Bu karmaşa sırasında Pirus bir düşman askeri tarafından yaralandı ve karşılık olarak askeri öldürene kadar bıçakladı. Bıçaklanan askerin annesi ise oğlunun ölümüne karşı duyduğu acı ve öfkeyle Pirus’un kafasına bir kiremit fırlattı ve hedefini vurdu.
Savaş filleri atlı süvarilere karşı etkiliydi ve düşmanları ezmek için de oldukça kullanışlıydı. Hatta düşmanlar için ekstra bir tehlike unsuru eklemek amacıyla fillerin dişlerine sivri uçlar bile takılabiliyordu. Ancak bu canlı tankların da zayıf noktaları vardı. Çünkü savaş domuzları sahneye çıkmıştı.
Antik bir savaş sırasında ortaya çıkan ses kakofonisini hayal edebilirsiniz: kılıç şakırtıları, öldürülen insanların çığlıkları. Ancak bu kaosun ortasında, savaş filleri için başka hiçbir şeye benzemeyen bir ses vardı: paniklemiş bir domuzun ciyaklaması.
Pirus milattan önce 280 yılında savaş filleriyle Romalıların karşısına çıktığında cephede olduğunuzu ve bunu gördüğünüzü hayal edebiliyor musunuz? Romalılar, fillerin zayıf görme yetilerinin sese karşı duyarlılıklarıyla kötü bir biçimde eşleştiğini fark etmişlerdi. Ve hiçbir şey filleri çığlık atan domuzlar kadar rahatsız edemezdi. Mayor’un The Conversation için yazdığı gibi, bu durum Romalıları domuzları bir karşı saldırı aracı olarak kullanmaya teşvik etti. Bu domuzlarla yapılan karşı saldırı, Pirus’un büyük kişisel kayıplarla kazandığı bir zafere yol açtı. Bu durum, bugün hala kullanılan ‘Pirus zaferi’ ifadesinin doğmasına sebep oldu. Bu ifade, büyük kişisel maliyetle elde edilen, neredeyse zarar veren bir zaferi tanımlar.”
4- Yunan Ateşi
Hiç suyu ateşe vermenin mümkün olduğunu düşündünüz mü? Bizans İmparatorluğu, Heliopolisli mimar Callinicus tarafından yaratılan ve deniz savaşlarında kullanılan ‘Yunan Ateşi’ adlı ölümcül bir silah sayesinde bunu düşünmek zorunda kalmadı. İlk olarak İmparator Konstantin Pogonatus’un 672 yılındaki hükümdarlığı sırasında kullanılan bu silah, büyük Constantinople Kuşatması’na katkıda bulundu ve ‘gizli formülü’ sıkıca korundu.

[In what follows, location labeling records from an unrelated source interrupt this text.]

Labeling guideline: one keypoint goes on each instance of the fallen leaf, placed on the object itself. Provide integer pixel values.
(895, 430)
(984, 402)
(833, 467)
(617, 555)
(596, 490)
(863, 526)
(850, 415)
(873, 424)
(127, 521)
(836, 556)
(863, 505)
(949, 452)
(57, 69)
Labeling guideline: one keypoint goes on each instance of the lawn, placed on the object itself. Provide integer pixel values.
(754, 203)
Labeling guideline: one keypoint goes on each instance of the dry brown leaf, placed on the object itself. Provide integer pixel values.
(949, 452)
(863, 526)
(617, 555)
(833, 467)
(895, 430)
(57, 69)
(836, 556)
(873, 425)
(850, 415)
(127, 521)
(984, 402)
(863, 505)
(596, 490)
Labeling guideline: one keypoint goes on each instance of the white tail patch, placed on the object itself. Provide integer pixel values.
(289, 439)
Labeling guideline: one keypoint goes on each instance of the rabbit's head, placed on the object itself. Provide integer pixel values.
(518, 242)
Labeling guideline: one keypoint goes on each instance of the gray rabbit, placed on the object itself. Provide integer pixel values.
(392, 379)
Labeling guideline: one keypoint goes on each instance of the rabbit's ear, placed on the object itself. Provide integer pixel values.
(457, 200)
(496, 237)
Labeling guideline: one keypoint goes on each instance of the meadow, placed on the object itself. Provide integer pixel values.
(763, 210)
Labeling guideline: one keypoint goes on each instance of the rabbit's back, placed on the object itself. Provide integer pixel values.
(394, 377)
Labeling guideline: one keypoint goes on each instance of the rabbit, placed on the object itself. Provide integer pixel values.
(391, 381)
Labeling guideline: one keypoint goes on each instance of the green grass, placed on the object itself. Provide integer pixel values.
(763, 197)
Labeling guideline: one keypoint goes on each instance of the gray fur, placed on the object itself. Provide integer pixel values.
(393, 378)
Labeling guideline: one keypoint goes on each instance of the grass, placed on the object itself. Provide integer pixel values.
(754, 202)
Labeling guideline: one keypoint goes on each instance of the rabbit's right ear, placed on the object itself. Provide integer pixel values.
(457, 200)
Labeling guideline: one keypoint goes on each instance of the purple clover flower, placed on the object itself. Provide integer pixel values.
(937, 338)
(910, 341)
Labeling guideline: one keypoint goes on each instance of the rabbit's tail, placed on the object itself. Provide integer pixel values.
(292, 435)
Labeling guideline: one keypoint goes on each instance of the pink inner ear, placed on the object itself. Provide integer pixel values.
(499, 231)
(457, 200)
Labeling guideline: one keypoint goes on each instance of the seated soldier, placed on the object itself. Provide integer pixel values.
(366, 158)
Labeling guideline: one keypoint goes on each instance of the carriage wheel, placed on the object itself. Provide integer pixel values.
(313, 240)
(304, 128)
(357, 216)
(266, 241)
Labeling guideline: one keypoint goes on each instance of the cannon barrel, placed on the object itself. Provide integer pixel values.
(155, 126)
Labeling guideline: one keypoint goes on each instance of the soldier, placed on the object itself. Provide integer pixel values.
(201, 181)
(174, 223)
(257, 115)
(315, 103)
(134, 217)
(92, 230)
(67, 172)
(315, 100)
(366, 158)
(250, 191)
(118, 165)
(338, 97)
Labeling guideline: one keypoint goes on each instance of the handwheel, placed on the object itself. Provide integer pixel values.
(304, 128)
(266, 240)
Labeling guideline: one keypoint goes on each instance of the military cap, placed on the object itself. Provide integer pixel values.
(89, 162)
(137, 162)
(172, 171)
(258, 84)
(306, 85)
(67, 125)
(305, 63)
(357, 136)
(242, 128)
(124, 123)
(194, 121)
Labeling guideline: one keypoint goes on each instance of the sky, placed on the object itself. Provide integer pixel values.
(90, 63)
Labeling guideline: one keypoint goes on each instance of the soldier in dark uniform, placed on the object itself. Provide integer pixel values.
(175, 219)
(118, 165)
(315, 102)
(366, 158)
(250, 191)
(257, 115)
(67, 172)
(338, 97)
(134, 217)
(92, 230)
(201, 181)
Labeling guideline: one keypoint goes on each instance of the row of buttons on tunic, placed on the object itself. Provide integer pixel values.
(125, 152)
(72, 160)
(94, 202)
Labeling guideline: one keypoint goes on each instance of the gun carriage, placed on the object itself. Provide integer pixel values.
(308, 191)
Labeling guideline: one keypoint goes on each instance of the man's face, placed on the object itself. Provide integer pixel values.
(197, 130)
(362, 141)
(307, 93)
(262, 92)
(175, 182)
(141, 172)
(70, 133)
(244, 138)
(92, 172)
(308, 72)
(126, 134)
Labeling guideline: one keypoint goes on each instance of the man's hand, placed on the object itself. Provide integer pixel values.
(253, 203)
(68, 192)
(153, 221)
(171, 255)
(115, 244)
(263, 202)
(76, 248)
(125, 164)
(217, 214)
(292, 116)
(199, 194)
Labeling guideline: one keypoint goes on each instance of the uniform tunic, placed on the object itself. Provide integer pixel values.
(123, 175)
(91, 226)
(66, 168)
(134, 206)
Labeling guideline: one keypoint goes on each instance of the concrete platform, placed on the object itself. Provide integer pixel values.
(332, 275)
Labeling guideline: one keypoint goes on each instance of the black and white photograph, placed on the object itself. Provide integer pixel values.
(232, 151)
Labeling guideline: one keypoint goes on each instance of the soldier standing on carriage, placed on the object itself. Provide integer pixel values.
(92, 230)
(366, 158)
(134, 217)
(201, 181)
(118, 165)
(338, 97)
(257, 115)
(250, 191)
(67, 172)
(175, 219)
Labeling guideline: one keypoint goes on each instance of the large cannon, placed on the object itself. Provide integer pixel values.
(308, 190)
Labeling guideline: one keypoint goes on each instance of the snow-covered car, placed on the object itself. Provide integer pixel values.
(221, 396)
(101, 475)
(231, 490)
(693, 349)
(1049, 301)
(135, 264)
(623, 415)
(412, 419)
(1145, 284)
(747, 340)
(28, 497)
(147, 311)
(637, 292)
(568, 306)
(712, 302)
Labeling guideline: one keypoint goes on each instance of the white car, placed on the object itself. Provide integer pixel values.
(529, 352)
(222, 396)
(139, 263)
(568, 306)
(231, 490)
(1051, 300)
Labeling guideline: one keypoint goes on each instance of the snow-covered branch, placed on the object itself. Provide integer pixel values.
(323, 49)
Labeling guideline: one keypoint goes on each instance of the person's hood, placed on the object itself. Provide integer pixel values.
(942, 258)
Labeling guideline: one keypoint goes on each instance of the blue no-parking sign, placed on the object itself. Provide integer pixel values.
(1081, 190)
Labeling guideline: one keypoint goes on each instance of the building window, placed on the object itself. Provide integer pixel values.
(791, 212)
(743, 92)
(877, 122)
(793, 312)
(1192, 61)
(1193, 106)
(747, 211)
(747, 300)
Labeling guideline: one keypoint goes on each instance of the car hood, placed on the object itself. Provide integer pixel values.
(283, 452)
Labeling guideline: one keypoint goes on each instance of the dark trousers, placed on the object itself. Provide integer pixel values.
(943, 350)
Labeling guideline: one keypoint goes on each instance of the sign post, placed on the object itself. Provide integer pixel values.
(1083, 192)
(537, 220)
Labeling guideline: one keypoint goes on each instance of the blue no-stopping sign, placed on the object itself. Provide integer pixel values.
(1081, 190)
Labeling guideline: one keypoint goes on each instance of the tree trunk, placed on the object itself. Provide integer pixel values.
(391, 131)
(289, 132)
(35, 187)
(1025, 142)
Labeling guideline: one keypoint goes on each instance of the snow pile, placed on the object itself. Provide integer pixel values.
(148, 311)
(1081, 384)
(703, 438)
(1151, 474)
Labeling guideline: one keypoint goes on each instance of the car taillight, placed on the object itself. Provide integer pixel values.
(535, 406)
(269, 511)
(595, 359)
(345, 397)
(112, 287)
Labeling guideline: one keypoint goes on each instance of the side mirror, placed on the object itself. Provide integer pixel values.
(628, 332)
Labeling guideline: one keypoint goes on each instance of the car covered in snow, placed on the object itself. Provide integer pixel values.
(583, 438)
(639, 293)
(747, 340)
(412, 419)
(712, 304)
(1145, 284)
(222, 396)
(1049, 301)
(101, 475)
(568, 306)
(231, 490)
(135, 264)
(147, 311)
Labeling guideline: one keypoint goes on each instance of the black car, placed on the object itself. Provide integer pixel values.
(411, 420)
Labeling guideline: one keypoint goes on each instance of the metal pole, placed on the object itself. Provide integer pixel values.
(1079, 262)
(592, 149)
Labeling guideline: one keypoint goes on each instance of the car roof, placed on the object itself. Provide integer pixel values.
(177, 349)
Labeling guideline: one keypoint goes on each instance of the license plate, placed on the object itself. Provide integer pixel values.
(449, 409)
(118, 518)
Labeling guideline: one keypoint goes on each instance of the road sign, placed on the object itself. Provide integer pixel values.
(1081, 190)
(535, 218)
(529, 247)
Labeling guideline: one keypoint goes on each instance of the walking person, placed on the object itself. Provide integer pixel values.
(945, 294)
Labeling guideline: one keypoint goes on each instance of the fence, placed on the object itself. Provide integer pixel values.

Yunan ateşi gemilere fırlatıldığında petrol veya nafta (yanıcı bir sıvı hidrokarbon karışımı) içeren kimyasal karışımı alev alırdı. Hatta su üzerinde bile yanabilirdi. Yunan Ateşi’nin kesin içeriği ve ateşleme mekanizması tam olarak bilinmese de Greenwich Kraliyet Müzesi’ne göre, kimyasal tepkimeleri başlatmak için sönmemiş kireç kullanılmış olabilir. Suyun alevleri söndürme etkisi olmadığından saldırıya uğrayanlar Yunan ateşini söndürmek için kum veya sirke kullanmak zorundaydı.
5- Ceset ve Dışkı Mermileri
Hatralı savunmacılar, düşmanla başa çıkmak için zehirli akrepleri kullanmaya başladığında, topraklarında fazlasıyla bulunan bir şeyi avantaja dönüştürmenin yaratıcı bir yolunu bulmuşlardı. Ne yazık ki, tarih boyunca insan dışkısının ve cesetlerin de benzer şekilde kullanıldığını söylemek mümkün.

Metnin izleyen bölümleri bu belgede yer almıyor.